Estimating normalizing constant of posterior

Hi all,
For some ongoing research on variational inference, I’m interested in getting an estimate of the entropy of the posterior,

\mathcal H(p) = - \mathbb E \log p(z \mid x) = - \mathbb E \log p(z, x) + \log p(x).

The first term on the R.H.S can be estimated via MCMC. For the normalizing constant, a bit of reading got me to methods such as bridge sampling. There is an R package that conveniently builds on top of rstan (bridgesampling: An R Package for Estimating Normalizing Constants | Journal of Statistical Software) and offers different bridge sampling methods. Another path I’ve dug less into is SMC methods.

I’m using cmdstanr, and unfortunately, converting this to an rstan_fit object seems to break the bridge sampler. I believe this is related to this issue (Error when using on saved models · Issue #7 · quentingronau/bridgesampling · GitHub).

I wanted to ask in general if people had experience estimating normalizing constants after doing MCMC with Stan. How reliable is bridge sampling and is there a straightforward way to apply it on top of Stan?

Thank you for your help!

1 Like


@alphillips did some of this in his phd but my broad conclusion was that i preferred smc to bridge sampling. Does that help?

For the relatively simple models I explored in On the normalized power prior - PubMed, bridge sampling performed quite well.

Both bridge sampling and path sampling GitHub - yao-yl/path-tempering: continuous tempering by path sampling should be able to compute the normalizing constant. The latter one would work with cmdstanr.

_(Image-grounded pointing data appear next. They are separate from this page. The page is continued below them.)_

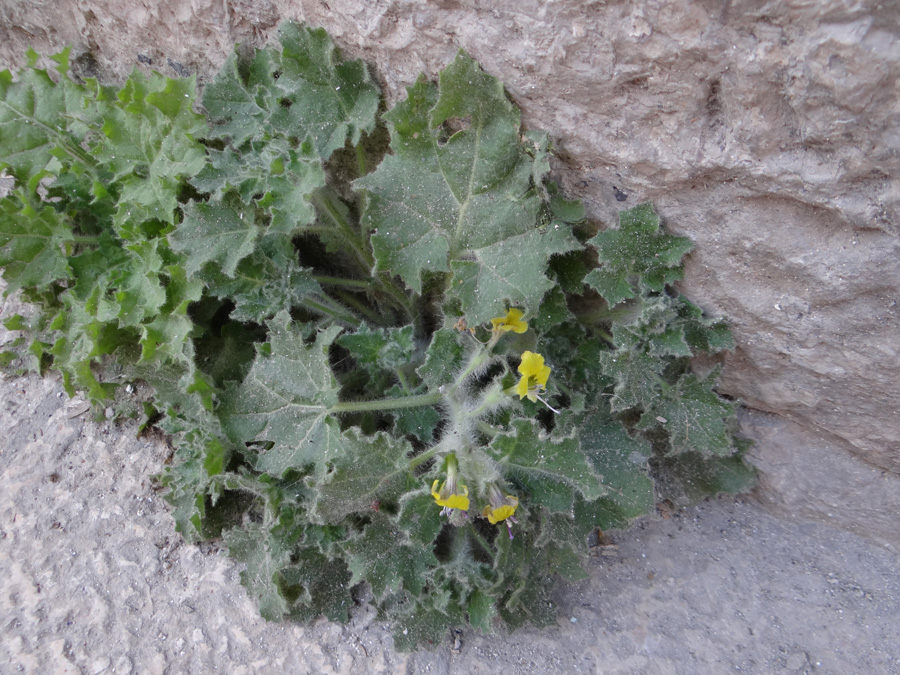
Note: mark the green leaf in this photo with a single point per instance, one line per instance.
(482, 611)
(148, 145)
(550, 469)
(694, 416)
(304, 89)
(420, 517)
(636, 253)
(42, 122)
(265, 558)
(638, 378)
(444, 358)
(622, 461)
(33, 245)
(367, 470)
(215, 232)
(268, 281)
(271, 174)
(322, 586)
(284, 401)
(387, 561)
(553, 311)
(466, 203)
(420, 422)
(690, 477)
(378, 349)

One bonus for VI is that, in any methods you mentioned, bridge sampling, path sampling, and SMC, you need some base measurement. The Bridge sampling package uses a version of Laplace approximation for this purpose. If you already have built a VI approximation, it could be used as a better approximation, and thereby result in a more accurate p(y) estimation.


This is a great point. Not that difficult to modify that code.

To give some additional context: I’m studying the entropy loss when using VI (think multivariate generalization of variance shrinkage). Much of the analysis assumes the target is Gaussian. I would like to empirically check some results on non-Gaussian targets (e.g. horseshoe models) and ideally get an estimate of the target’s entropy.

I’m concerned about relying on a Gaussian proposal to get an estimate of the entropy, since the whole point is to study the non-Gaussian case. I suppose there is no way around using a good proposals.

I agree this is a very interesting idea.